Link to my comment, so that I don't repeat myself: https://news.ycombinator.com/item?id=48256417
- ChrisArchitect - 2905 sekunder sedan
- mring33621 - 5475 sekunder sedanKinda shitty but just a minor speed bump. Just run Windows on a VM in Linux, right?
- azalemeth - 17789 sekunder sedanI have specifically chosen AMD _many_ times in the past precisely because of their better linux support and more open toolchain.
This is an absolute foot-gun moment. And the gaslighting PR responses are just unacceptable. I'm very disappointed in them.
- shevy-java - 9173 sekunder sedan> Its comparatively smaller user base means less commercial pressure, making it an easy target to throw under the bus whenever companies feel like cutting costs or boosting profits.
Eventually the empire will strike back though.
I now marked AMD as a company that can not be trusted.
We need more indie companies in general, and cheap 3d printing for the masses. It'll be a long way to go to nanoscale perfection, but we'll have to go it - AMD but also Intel before, showed that NONE of those mega-greedy corporations can be trusted. They'll always try to do a switcheroo move. But as I stated here: the empire will strike back eventually. The Barbara Streisand effect is real.
- cozzyd - 14204 sekunder sedanI mean perhaps the silver lining is the projects I use are all stuck on 2022.1 for now. I wonder if this is because they want to gate usage by AI agents.
- rvz - 15715 sekunder sedanEarlier discussion: https://news.ycombinator.com/item?id=48254309
Also this site (itsfoss.com) is unusable and riddled with hundreds of ads and sets my machines fans to full blast.

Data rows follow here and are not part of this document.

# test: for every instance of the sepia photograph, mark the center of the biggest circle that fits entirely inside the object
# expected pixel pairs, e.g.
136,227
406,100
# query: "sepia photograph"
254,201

At least use another credible source or go to the source instead as per the HN guidelines.
- tux3 - 15235 sekunder sedanThe rumor on the FPGA reddit is that they're going to walk it back.
Quote: 'The only source I can give at this time is "trust me bro"'
- raverbashing - 9208 sekunder sedanI think AMD simply looked at the numbers and they get a lot of support requests for the free version, more than the Windows version
(of course that's the bean counter calculation without factoring in "karma")
And I kinda agree, the cost of supporting those tools on different platforms is not great
Honestly just run Wine
- greenail - 6864 sekunder sedanif "the ai" was delivering value you'd think it would be lowering both cost to develop these dev tools as well as the cost to support them. In that light the move is odd unless they don't know how to use AI to lower those costs or it cant.
- chrsw - 10554 sekunder sedanImagine if AMD focused on making their tools better instead of resorting to sleazy tactics.
Imagine if the whole industry made interoperable tools that worked on open data formats and competed on merit instead of customer lock-in.
Imagine the world we could have.
- bravetraveler - 17737 sekunder sedanIncredible, behaving as if they want another CUDA situation.
- Meneth - 15071 sekunder sedanThat's what you get for using unfree software.
- jjice - 8108 sekunder sedan[dead]
- BonoboIO - 3456 sekunder sedan[flagged]
- linuxftw - 15040 sekunder sedanThis software seems to never have been open source/freely licensed. That's not a bait and switch. They were giving you a commercial product, for free, and now have decided not to.
It's likely a case where maintaining separate builds for the free and commercial tiers was getting complex. Often times, this kind of software requires lots of manual reviewing and adding or removing modules, and they probably decided it's just not worth it.
- lvl155 - 13511 sekunder sedanAMD is not a good company. They stopped innovating after Intel was put down. Except, now Intel has govt backing while AMD will face significantly more competition from not only x86 but arm. Stock price says otherwise but I think they had more than enough time to catch up to Nvidia and simply refused to compete.